Sam fell off of his bed, rolling onto the floor and barely missing the bedside table with his ridiculously long legs. Gabriel laughed so hard that he accidentally transported himself to Australia and back. Though even he didn't know it, this was because it was Thursday in Australia.
Just as Gabriel appeared again, another angel blew into the room.
"Wait—I can help you, Dean. I am the angel of Thursdays, so your bowel problem should be no real obstacle."
"Cas? What the fuck are you doing here?"
"Are you speaking differently? Your voice is strangely sexy. What? Also, why are you a llama? Why did I say that? What? What is happening?"
Sam looked both stunned and ridiculously happy. "That's what I said, man! I know, right?"
vi.
After an indefinite amount of time, the temperature in the hotel room suddenly rose greatly. The Llama-That-Was-Dean blurred into a smudge and blinked out of existence, and everyone else seemed to fade slightly, voices no longer distinguishable.
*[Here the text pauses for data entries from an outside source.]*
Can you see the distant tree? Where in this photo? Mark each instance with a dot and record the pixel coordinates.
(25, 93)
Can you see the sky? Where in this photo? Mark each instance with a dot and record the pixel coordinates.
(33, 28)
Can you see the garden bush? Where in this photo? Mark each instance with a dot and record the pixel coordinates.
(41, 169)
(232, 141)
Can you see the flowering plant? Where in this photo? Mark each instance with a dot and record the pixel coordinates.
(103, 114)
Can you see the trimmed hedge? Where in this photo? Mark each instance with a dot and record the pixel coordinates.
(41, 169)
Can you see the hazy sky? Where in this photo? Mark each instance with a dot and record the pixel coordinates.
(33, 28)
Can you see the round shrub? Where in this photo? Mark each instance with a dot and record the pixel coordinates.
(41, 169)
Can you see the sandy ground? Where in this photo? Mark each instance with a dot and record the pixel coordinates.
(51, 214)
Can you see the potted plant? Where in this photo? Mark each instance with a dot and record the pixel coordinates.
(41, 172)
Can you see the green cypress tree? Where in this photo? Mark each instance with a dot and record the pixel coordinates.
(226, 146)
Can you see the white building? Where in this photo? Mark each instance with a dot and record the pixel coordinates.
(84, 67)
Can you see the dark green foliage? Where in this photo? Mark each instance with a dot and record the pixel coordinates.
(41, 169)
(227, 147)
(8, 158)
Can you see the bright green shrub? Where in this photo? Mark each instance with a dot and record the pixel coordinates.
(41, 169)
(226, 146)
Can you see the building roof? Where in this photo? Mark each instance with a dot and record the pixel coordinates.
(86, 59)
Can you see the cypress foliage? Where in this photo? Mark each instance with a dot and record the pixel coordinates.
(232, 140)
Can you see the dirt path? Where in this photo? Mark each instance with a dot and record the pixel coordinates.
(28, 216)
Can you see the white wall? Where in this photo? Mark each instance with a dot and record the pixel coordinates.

A loud shriek of someone in pain echoed from no obvious source. Then, down in the deepest pits of Hell, two pairs of eyes opened.
Lucifer glanced around for a second bewilderedly before speaking. "Michael, you probably won't believe this, but I swear, I just had the strangest dream."
His brother looked at him grimly from across the cage. "Agreed."